Micro Payments, Micro Profit?

The only way to make significant revenue with micro payments is to get an awful lot of them.

Any questions? 🙂

OK, I’ll say a bit more about my rationale for that position.

I work with a lot of membership organizations and the idea of micro payments is often very appealing to their leaders. They provide a very low price point on some products which they can point to when members complain about overall prices of products. It’s also quite trendy, with high profile examples like Kiva.com leading the way with that business model for micro-lending.

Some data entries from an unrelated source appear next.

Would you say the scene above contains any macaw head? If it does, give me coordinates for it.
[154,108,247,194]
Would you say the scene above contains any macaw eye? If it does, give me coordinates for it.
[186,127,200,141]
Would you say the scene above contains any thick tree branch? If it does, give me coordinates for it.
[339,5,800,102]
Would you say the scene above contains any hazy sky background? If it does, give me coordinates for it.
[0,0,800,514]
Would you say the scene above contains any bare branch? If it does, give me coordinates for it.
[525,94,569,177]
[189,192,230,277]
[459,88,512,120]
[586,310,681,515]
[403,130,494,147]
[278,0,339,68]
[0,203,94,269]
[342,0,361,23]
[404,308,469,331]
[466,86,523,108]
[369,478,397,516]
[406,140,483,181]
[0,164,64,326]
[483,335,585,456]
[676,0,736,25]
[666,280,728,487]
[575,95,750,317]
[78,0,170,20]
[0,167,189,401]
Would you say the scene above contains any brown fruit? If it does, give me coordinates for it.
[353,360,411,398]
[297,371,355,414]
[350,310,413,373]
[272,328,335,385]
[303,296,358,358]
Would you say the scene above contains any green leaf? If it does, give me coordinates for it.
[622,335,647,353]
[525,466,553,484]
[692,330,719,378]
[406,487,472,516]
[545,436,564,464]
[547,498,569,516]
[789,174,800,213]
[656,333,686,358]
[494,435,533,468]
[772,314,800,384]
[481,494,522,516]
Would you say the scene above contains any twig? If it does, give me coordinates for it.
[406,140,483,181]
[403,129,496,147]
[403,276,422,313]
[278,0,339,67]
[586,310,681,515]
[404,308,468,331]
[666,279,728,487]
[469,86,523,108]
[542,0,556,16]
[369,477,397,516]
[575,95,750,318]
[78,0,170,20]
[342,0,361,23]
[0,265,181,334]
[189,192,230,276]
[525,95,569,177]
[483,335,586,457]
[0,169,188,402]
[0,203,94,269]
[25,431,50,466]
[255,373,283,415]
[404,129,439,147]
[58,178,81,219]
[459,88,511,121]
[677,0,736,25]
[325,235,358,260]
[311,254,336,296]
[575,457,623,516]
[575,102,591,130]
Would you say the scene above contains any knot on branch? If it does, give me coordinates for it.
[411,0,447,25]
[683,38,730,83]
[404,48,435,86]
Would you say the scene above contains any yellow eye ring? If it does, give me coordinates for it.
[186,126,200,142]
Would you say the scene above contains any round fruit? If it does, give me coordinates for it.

Let’s take a look at the math for a hypothetical association. Let’s say they are a scientific society with 20,000 members who pay $399 a year to join. We’ll use them as our pre-qualified base of prospects for a micro-payment product.

Evernote, the very popular note taking application that works on almost anything with a chip and a screen, recently shared some stats. Shortly after they started up, about 1% of their free users converted to paying customers.

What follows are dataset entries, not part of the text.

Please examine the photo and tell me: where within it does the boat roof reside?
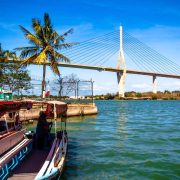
[0,101,31,117]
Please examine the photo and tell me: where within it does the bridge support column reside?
[117,72,125,98]
[117,26,126,98]
[153,76,157,94]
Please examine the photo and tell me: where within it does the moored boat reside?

If we take a mirco-priced product at $1.00 and 1% of our hypothetical base makes the purchase, then you end up with this:

(20,000 * 1%) * $1.00 = $200.00

Compare that revenue to what they get in membership dues:

20,000 * $399.00 = $7,980,000.00

The organization will literally waste more in jammed paper in their printers than they would make on this single micro-priced product. This is before taking into account the costs of producing the product and implementing micro payments, online access, etc.

Hell, having a single staff meeting to discuss this product already puts it in the hole!

This association would need a base market of about 2,000,000 people to make the revenue even slightly interesting with these assumptions. They still need a lot more people in that market even if you bump up the price and the conversion rate.

Other issues with micro payments include:

  • They must be frictionless to complete (think texting to donate to the Red Cross for Haiti, for example).
  • Products with micro prices are often perceived as low value by your prospective buyers.
  • You’ll often need a wide array of micro-priced products rather than just one to have the level of sales you need to create significant revenue.
  • Repackaging content from other sources into micro-priced chunks often requires selling it to an entirely different, and larger, market.

The only exceptions I might make for developing micro payments if you don’t have a large enough market include:

  • It serves a political or policy need that provides enough value beyond cash revenue;
  • People who purchase the micro-priced product are great candidates for macro priced products that you then sell to them (classic loss leader transactions).

I’m sure someone somewhere in the association world has done a successful micro payment model. (Let me know about it in the comments if you have!) But every leader and product manager must go into the decision making process with a realistic understanding of the numbers involved before committing resources to implement this model.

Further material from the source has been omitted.